Structural peculiarities of \(\varepsilon\)-Fe\(_2\)O\(_3\) / GaN epitaxial layers unveiled by high-resolution transmission electron microscopy and neutron reflectometry

The present paper is dedicated to the structural study of crystallographic peculiarities appearing in epitaxial films of metastable epsilon iron oxide (\(\varepsilon\)-Fe\(_2\)O\(_3\)) grown by pulsed laser deposition onto a semiconductor GaN (0001) substrate. The columnar structure of the nanoscale \(\varepsilon\)-Fe\(_2\)O\(_3\) films has been for the first time investigated using high resolution electron microscopy (HRTEM) direct space technique complemented by reciprocal space methods of high-energy electron diffraction and color-enhanced HRTEM image Fourier filtering. The study of \(\varepsilon\)-Fe\(_2\)O\(_3\) / GaN interface formation has been further expanded by carrying out a depth resolved analysis of density and chemical composition by neutron reflectometry and energy-dispersive X-ray spectroscopy.
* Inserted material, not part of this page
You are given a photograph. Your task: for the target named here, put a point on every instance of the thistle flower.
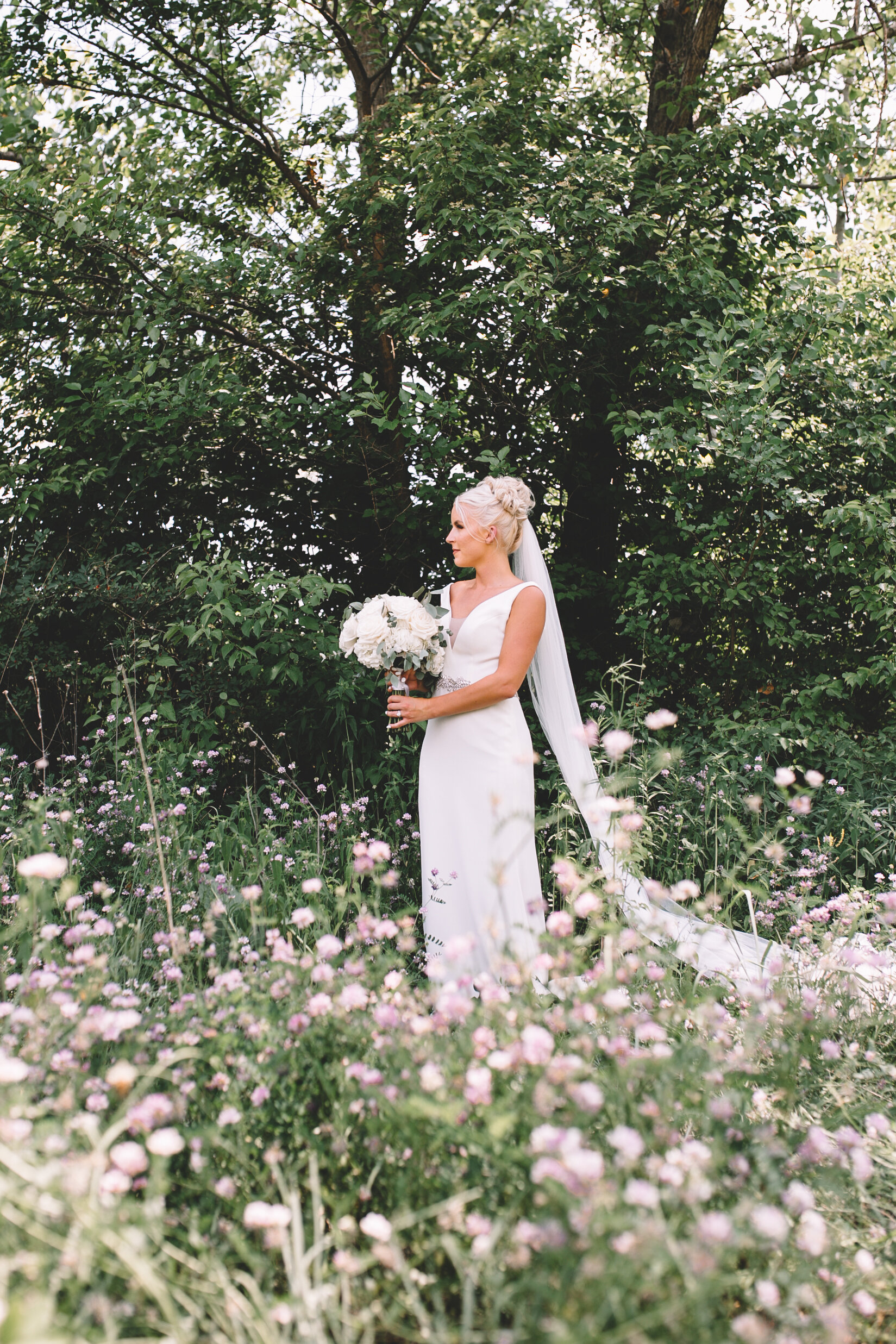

The obtained results shed light onto the properties and the origin of the enigmatic few-nanometer thick low density transition layer residing at the \(\varepsilon\)-Fe\(_2\)O\(_3\) / GaN interface. A detailed knowledge of the properties of this layer is believed to be highly important for the development of \(\varepsilon\)-Fe\(_2\)O\(_3\) / GaN heterostructures that can potentially become part of the iron-oxide based ferroic-on-semiconductor devices with room temperature magneto-electric coupling.